Key Word: ABANDONMENT AFFECTIVE. CIVIL RESPONSABILITY. CHILD AND ADOLESCENT
1 INTRODUÇÃO
A Constituição de 1988, acompanhando as modificações sociais e familiares, inseriu em seu texto um sistema especial de proteção aos direitos fundamentais de crianças e adolescente, além, de novas conceituações ligadas a família. A igualdade entre homem e mulher dentro da sociedade conjugal, a proibição de distinção discriminatória em relação à filiação, o reconhecimento de diversas formas de arranjos familiares, são apenas alguns reflexos das alterações vivenciadas nos últimos anos. Ressalta-se o princípio da dignidade da pessoa humana e o dever da família, do Estado e da sociedade assegurar a criança e ao adolescente o direito ao respeito, dignidade e à convivência familiar e comunitária.

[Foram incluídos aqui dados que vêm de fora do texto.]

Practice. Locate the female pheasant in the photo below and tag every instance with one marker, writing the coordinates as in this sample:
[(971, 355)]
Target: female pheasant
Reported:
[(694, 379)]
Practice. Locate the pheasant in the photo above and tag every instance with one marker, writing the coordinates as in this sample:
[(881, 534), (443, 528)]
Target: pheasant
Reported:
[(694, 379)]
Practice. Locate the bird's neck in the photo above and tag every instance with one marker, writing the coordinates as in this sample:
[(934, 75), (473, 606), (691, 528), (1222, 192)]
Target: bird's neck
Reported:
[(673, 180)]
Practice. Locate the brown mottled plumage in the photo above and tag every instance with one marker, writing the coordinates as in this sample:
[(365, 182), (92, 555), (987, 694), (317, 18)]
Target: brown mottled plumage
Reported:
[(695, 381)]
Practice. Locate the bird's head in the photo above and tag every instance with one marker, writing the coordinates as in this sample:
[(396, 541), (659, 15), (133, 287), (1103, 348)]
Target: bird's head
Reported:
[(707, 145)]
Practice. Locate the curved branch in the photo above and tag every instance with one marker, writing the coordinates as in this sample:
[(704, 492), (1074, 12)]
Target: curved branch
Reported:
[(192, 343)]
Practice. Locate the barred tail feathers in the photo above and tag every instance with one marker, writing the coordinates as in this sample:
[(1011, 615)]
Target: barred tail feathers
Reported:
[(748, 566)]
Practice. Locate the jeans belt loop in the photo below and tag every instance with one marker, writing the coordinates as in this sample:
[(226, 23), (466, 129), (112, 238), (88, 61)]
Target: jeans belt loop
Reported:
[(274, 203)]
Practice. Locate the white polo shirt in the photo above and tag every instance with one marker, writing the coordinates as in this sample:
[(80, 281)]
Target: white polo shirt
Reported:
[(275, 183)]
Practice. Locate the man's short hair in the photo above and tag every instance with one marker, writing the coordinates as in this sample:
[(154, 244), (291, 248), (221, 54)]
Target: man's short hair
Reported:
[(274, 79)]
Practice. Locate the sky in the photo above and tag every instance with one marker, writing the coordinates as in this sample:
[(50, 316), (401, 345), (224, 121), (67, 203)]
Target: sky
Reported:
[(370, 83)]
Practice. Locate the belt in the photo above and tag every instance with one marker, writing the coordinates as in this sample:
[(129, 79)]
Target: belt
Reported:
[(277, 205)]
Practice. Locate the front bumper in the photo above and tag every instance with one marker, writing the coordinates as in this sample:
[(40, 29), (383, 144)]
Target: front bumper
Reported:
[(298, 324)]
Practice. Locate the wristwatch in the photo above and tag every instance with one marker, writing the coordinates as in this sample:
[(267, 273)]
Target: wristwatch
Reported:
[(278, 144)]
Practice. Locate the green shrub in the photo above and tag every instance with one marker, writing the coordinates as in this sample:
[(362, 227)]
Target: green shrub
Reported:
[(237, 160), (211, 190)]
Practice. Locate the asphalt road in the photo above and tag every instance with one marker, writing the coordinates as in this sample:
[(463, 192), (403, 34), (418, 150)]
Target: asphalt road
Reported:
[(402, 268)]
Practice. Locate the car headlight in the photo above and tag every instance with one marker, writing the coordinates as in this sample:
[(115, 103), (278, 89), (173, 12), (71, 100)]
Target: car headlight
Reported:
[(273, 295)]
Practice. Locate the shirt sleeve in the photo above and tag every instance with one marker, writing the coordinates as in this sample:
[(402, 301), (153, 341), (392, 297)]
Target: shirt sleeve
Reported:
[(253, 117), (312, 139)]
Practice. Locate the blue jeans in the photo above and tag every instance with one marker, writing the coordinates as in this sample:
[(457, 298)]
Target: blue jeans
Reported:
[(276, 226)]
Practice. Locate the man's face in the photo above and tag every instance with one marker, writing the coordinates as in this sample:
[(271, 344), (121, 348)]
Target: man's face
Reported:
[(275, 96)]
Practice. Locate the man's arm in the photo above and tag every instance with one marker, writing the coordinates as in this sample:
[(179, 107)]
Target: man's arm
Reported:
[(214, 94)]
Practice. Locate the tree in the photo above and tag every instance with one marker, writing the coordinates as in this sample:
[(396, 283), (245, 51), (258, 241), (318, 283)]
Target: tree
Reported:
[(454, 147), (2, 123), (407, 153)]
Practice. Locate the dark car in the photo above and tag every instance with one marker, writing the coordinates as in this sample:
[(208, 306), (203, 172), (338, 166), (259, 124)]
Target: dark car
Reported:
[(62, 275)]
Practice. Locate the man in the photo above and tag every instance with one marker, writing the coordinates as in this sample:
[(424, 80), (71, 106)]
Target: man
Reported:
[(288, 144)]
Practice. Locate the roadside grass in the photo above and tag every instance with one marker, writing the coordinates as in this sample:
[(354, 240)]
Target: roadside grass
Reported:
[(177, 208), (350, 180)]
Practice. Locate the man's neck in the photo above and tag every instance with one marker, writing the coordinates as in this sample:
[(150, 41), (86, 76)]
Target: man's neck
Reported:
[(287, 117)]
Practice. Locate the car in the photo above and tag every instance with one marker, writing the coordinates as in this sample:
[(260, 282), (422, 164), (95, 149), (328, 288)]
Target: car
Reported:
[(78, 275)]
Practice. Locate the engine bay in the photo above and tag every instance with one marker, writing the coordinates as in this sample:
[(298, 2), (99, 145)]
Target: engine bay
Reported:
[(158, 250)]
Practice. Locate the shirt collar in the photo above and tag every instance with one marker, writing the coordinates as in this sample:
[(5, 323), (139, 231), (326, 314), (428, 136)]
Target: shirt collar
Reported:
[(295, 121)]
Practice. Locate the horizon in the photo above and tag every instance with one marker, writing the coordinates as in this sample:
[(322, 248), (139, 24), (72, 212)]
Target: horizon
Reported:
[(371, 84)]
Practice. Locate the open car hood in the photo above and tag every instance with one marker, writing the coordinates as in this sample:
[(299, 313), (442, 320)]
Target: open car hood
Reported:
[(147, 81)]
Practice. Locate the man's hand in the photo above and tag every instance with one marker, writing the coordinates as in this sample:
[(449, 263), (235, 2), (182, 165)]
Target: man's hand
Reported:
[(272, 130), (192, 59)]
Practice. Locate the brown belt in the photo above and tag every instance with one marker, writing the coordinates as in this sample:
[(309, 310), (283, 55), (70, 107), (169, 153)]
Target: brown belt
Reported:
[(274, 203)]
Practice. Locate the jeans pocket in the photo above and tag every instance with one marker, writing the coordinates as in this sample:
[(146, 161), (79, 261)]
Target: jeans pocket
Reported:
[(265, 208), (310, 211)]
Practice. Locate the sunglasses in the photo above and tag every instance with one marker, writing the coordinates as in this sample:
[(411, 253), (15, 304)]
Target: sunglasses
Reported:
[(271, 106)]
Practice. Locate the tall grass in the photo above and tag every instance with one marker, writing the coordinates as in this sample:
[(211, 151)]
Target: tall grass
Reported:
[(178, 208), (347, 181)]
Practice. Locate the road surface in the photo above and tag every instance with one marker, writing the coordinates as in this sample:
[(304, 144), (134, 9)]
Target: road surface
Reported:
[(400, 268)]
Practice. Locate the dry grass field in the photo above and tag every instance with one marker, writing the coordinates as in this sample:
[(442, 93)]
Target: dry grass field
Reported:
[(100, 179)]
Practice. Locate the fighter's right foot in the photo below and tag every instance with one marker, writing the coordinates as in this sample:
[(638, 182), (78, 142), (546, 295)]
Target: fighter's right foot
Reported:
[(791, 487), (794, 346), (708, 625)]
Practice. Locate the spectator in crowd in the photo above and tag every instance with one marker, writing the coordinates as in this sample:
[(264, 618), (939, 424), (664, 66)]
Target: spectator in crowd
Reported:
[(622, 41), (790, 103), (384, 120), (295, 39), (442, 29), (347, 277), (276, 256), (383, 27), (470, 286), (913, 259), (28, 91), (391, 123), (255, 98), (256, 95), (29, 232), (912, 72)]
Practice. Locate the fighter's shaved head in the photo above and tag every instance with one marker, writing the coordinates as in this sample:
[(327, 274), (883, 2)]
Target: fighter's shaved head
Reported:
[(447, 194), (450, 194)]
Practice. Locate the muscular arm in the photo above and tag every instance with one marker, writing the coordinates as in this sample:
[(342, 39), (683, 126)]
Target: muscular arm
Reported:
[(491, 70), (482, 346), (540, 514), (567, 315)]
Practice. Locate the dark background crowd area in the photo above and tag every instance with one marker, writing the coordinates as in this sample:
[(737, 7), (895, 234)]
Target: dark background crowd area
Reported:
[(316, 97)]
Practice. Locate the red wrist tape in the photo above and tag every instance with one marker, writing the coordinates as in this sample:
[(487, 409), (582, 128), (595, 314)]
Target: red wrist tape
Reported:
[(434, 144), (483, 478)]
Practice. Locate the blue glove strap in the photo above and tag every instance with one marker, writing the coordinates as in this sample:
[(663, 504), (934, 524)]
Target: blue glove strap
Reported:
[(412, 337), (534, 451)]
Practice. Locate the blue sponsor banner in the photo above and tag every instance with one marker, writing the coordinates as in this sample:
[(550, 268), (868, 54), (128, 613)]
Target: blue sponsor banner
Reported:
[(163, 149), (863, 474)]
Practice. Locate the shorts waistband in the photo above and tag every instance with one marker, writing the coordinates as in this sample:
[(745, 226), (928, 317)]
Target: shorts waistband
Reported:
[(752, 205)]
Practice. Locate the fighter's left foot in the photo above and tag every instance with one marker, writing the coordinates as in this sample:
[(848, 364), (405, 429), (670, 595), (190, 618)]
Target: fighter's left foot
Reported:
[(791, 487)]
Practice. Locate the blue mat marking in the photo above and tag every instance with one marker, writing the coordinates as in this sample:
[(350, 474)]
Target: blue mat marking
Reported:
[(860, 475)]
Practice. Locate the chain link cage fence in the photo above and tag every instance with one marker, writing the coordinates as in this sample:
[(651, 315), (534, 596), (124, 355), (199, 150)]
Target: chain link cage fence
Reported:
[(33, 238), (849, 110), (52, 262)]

Apesar das belas palavras dispostas na Carta Magna, as quais foram reproduzidas e estendidas ao Estatuto da Criança e Adolescente, vivencia-se uma crise na família. Os adultos, preocupados em a produção e consumo, esquecem-se de dispender tempo e afeto às crianças e adolescentes. Assim, “o lar como unidade de afeto e abrigo, espaço de amor, solidariedade e segurança, parece que está se dissolvendo”.(NEGREIROS E FÉRES CARNEIRO, 2012)
A afetividade, segundo Santos, significa a “estrutura que possibilita a realização da personalidade; o conjunto de relacionamentos que viabiliza a vida em sociedade, enfim, valor intrínseco aos seres humanos”. (SANTOS, 2011). Nesse contexto, a família figura como estrutura para todas as relações de afeto construídas durante a existência do ser humano, sendo que, a falta de afeto pode acarretar consequências não somente psicológicas, mas, inclusive, de cunho social.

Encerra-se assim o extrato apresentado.